In January and February 1979, Lieutenant Decker and I were tasked as the logistics officer and the assistant logistics officer for SpecWar units while participating in the Joint Readiness Exercise Jack Frost ’79, based out of Camp Carrol, Fort Richardson, Alaska. It was a new experience and gave me greater insight and appreciation for the admin’er types, considering that I had become one. We worked long hours, including a surprising amount of hard physical labor to support the SEAL platoons and the SpecWar Air Department; however, we did have time to get in a fair amount of cross-country skiing on Fort Richardson’s excellent ski trails.

After our return to the Silver Strand, SEAL Team 1 requested me to teach two more two-man sniper classes. Lieutenant Decker was very tolerant in allowing me to
leave the Strand and head for the bush for short periods of time. PO2 Bob Keene of UDT-12, who was an invaluable assistant, was a graduate of the U.S. Army’s sniper course. Blue-Eyed Bob was a delight to work with. As usual, both of us learned more than the students, and between the two of us, we gradually perfected the short, no cost to the government, one-week course.

During May 1979, my good friend Senior Chief Radioman John Bagos, a member of Beach Jumper Unit 1 and TAD to SpecWar’s sensor program, was at my home one evening discussing his upcoming retirement after twenty-four years of service. John was telling me that he wasn’t looking forward to retiring from the Navy, but he didn’t want to remain in it either. John was worried about his ability to make enough money as a civilian to support his wife and two small kids and make payments on his home. I could tell that John was battling with his decision to muster out within a month, and thinking that the jumps would raise his morale, I suggested to him that he come with Lieutenant Decker and me to make a couple of jumps that Friday at Rolls Farm as a going-away present. John reluctantly agreed.

May seventeenth was a beautifully clear day, with little or no wind. SEAL Team 1 had several platoons scheduled to make multiple combat equipment jumps from our CH-46 helo that morning prior to any free falls, which was SEAL team’s policy.
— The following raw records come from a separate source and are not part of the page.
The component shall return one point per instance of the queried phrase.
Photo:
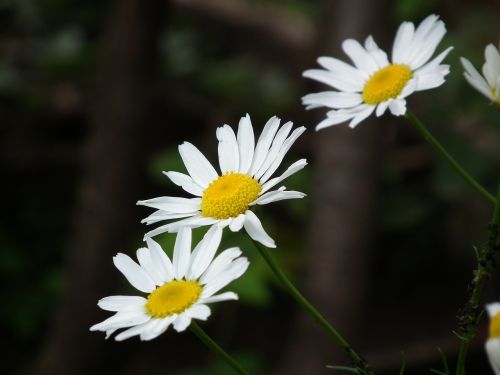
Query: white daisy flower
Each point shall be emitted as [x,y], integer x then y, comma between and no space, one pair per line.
[245,180]
[178,290]
[374,83]
[489,83]
[493,343]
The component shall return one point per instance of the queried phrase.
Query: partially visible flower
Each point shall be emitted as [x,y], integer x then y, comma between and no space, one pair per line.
[493,343]
[178,290]
[374,83]
[245,180]
[489,83]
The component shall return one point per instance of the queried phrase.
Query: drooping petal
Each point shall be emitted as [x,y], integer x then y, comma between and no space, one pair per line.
[182,252]
[134,273]
[228,150]
[255,230]
[197,165]
[246,144]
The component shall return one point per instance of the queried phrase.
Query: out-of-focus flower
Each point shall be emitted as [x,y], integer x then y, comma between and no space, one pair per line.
[493,343]
[245,180]
[489,83]
[374,84]
[178,290]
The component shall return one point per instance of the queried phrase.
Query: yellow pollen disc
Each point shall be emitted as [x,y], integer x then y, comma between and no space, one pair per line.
[172,298]
[229,195]
[386,84]
[495,326]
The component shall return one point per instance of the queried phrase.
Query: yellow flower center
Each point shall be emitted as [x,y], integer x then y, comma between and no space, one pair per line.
[172,298]
[387,83]
[495,326]
[229,195]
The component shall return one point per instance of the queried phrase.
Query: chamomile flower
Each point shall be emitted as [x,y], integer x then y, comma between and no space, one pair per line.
[177,291]
[489,83]
[245,180]
[375,84]
[493,343]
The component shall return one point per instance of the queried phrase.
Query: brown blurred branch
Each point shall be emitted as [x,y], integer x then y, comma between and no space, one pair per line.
[105,213]
[291,32]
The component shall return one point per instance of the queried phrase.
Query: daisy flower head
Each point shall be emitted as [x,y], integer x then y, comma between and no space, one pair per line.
[245,180]
[492,345]
[489,83]
[178,290]
[375,84]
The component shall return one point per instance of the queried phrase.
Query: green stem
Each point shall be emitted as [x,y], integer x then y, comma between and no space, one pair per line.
[356,359]
[454,164]
[196,329]
[471,313]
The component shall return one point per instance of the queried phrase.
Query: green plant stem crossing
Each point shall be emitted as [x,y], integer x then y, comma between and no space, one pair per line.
[442,151]
[357,361]
[196,329]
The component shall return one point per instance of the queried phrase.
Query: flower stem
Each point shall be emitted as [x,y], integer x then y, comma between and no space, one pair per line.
[469,316]
[357,361]
[454,164]
[196,329]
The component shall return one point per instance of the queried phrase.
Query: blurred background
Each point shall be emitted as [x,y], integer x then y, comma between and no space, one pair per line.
[95,96]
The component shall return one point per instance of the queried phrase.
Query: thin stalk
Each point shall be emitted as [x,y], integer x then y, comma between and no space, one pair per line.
[470,315]
[454,164]
[196,329]
[356,359]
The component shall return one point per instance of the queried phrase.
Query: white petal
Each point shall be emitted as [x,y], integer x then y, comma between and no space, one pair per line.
[331,99]
[493,350]
[281,154]
[226,296]
[434,63]
[134,273]
[228,149]
[237,223]
[182,322]
[264,143]
[192,222]
[173,204]
[144,258]
[155,328]
[397,107]
[334,79]
[198,311]
[185,181]
[182,252]
[255,230]
[294,168]
[278,141]
[491,68]
[220,264]
[381,108]
[402,44]
[232,272]
[199,168]
[275,196]
[335,118]
[161,260]
[161,215]
[377,54]
[205,252]
[475,79]
[493,309]
[359,56]
[430,80]
[367,111]
[246,144]
[120,303]
[133,331]
[121,320]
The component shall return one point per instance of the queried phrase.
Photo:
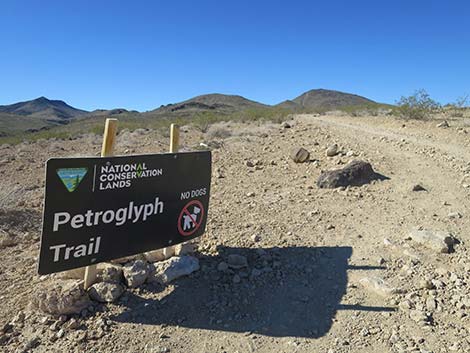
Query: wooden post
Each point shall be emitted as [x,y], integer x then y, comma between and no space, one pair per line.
[107,150]
[174,146]
[174,138]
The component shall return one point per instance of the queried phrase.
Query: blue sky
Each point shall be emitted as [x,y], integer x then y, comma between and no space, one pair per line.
[141,54]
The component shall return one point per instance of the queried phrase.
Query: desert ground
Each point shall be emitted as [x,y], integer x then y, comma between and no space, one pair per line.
[328,270]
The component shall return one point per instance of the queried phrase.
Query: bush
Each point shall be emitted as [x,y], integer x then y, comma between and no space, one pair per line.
[417,106]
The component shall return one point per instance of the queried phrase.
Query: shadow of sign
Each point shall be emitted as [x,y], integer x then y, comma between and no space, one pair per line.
[293,291]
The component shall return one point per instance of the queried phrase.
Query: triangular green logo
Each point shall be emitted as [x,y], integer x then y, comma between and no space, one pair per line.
[71,177]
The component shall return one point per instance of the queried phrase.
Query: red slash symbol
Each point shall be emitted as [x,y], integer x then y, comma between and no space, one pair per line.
[187,221]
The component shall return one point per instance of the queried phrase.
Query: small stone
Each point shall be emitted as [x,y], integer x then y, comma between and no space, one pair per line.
[378,286]
[431,304]
[222,266]
[418,316]
[439,241]
[444,124]
[285,125]
[299,155]
[237,261]
[418,187]
[72,324]
[173,268]
[332,150]
[454,215]
[426,284]
[105,292]
[32,343]
[108,272]
[135,273]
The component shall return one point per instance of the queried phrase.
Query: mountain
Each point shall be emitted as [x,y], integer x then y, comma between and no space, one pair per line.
[326,99]
[211,102]
[43,108]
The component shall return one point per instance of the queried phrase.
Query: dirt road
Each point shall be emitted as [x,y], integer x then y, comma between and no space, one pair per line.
[307,248]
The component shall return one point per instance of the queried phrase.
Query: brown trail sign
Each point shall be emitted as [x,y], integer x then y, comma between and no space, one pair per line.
[99,209]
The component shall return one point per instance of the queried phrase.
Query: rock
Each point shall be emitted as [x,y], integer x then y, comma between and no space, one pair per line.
[431,304]
[439,241]
[61,298]
[185,248]
[237,261]
[332,150]
[285,125]
[299,155]
[444,124]
[355,173]
[107,272]
[155,255]
[454,215]
[418,316]
[135,273]
[168,270]
[32,343]
[76,273]
[105,292]
[426,284]
[222,267]
[418,187]
[6,240]
[378,286]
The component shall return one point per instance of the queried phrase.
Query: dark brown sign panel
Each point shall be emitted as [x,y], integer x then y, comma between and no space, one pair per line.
[99,209]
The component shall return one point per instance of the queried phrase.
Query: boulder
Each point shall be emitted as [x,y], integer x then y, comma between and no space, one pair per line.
[356,173]
[332,150]
[135,273]
[442,242]
[108,272]
[166,271]
[299,155]
[378,286]
[237,261]
[61,297]
[105,292]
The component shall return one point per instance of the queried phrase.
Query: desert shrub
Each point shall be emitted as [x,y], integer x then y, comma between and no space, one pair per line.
[417,106]
[457,108]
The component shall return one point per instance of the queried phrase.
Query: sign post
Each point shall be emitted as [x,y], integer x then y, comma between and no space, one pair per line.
[97,209]
[107,149]
[174,147]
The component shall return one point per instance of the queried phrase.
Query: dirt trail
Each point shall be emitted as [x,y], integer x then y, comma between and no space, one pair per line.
[307,248]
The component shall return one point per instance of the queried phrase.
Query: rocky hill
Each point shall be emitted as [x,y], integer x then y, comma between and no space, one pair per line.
[212,102]
[51,110]
[326,99]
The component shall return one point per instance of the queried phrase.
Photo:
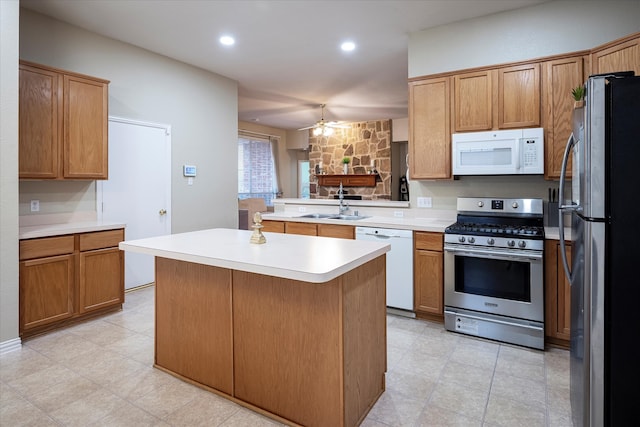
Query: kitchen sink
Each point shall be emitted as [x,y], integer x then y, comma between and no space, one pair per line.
[334,216]
[348,217]
[325,216]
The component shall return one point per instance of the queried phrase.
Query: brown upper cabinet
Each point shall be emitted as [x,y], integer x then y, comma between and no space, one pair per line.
[536,93]
[63,122]
[518,97]
[620,55]
[559,77]
[429,129]
[473,101]
[502,98]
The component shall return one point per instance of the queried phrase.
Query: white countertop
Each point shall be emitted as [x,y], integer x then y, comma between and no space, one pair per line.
[59,229]
[290,256]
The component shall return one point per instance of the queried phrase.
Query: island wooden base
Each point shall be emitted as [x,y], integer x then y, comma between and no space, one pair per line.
[312,354]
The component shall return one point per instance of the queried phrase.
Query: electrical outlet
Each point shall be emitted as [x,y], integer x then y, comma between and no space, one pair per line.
[424,202]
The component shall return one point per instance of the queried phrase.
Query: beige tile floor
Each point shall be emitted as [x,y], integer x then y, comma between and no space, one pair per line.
[99,373]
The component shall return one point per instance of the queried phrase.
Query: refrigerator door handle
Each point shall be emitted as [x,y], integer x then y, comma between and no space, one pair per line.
[565,208]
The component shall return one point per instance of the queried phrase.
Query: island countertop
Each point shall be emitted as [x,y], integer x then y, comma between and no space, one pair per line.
[289,256]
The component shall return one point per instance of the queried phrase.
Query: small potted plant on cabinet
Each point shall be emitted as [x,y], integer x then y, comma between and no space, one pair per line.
[345,164]
[578,96]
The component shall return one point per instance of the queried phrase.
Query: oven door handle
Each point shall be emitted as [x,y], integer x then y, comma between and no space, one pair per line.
[484,253]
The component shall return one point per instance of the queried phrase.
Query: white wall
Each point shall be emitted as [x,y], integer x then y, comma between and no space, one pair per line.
[200,106]
[9,11]
[551,28]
During the first two helo loads, Lieutenant Decker and I alternated as the jump master while the other made the mandatory static-line combat equipment jump.
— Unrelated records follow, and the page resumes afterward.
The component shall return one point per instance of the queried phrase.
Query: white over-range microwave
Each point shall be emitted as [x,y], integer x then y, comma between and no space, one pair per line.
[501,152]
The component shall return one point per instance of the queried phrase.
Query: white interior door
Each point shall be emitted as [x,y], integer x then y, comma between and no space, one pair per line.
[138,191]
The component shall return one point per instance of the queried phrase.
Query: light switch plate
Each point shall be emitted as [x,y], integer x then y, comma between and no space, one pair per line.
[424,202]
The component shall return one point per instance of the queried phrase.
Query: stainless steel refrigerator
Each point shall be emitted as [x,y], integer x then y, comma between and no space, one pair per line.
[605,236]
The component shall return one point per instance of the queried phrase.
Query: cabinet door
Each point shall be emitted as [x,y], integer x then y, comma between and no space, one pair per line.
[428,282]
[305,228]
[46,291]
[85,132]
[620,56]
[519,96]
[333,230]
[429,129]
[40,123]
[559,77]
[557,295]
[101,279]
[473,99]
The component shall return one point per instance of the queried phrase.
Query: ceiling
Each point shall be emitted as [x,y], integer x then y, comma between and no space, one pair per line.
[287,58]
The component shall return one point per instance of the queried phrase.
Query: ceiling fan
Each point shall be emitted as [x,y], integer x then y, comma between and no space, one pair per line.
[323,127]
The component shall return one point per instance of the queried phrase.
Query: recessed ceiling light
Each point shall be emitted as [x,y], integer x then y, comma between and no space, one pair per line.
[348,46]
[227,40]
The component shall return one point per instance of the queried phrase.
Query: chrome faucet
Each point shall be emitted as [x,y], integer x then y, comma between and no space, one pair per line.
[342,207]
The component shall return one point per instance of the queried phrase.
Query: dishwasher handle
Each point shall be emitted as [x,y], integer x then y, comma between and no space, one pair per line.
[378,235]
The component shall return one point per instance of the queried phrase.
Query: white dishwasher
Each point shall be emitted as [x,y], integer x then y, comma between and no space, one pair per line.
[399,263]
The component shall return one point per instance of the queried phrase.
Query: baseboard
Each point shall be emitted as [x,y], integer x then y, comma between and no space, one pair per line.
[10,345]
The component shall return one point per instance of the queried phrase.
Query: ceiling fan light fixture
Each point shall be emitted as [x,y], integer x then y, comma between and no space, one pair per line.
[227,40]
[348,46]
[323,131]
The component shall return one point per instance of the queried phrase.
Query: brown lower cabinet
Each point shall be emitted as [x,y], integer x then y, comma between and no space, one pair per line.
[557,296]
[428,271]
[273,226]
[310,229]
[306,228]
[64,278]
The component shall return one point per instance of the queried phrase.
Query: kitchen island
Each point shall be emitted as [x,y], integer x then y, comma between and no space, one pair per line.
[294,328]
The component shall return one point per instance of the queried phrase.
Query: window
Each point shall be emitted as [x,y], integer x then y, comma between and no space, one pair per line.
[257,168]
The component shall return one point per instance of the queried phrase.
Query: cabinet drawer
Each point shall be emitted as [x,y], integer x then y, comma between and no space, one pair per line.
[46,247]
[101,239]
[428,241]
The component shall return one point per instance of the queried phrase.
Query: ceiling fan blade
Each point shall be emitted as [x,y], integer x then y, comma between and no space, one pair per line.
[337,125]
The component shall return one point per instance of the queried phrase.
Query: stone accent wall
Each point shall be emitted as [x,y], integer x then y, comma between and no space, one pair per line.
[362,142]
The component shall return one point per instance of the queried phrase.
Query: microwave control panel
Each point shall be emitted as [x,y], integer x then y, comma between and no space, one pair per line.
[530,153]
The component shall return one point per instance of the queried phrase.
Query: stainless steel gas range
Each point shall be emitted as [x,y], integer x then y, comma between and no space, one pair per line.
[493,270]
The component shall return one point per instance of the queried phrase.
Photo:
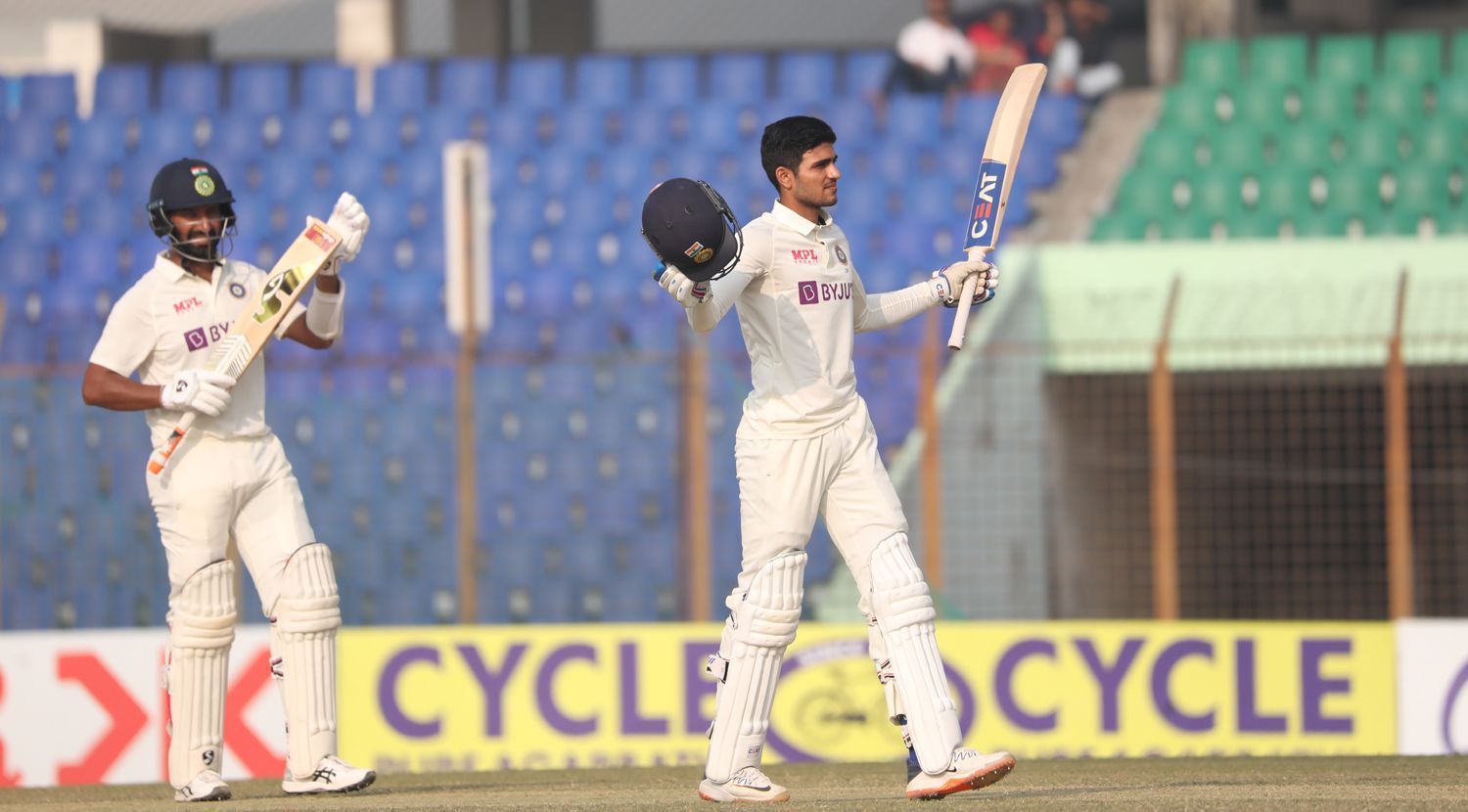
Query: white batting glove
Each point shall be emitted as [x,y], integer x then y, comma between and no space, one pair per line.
[202,390]
[947,282]
[683,290]
[351,222]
One of the SEAL platoons had a young corpsman who had recently graduated from the Army’s airborne school at Fort Benning, Georgia, where they had made five jumps from the large, C-141 jet aircraft. During my turn as jump master, Doc was to make his sixth jump and his
first ever from the ramp of the slow-flying helicopter. Because of the helo’s slow forward speed and downward main rotor wash, the jumpers’ parachutes were slow to open. Poor Doc dreaded that long falling sensation before his canopy deployed.

Once the CH-46 had reached 2,500 feet altitude and approached the exit point, I gave the hand signal to the assistant jump master for the jumpers to begin their two or three steps down the aircraft’s ramp, where they stepped off into space and fell rapidly out of sight toward the ground as their parachutes slowly opened. Doc, the last jumper, timidly stepped onto the downward-pitched ramp and stopped—filled with fear and anticipation.

Sympathizing with his dilemma, I yelled, “Go, Doc! Go, Doc!” knowing that he couldn’t hear me.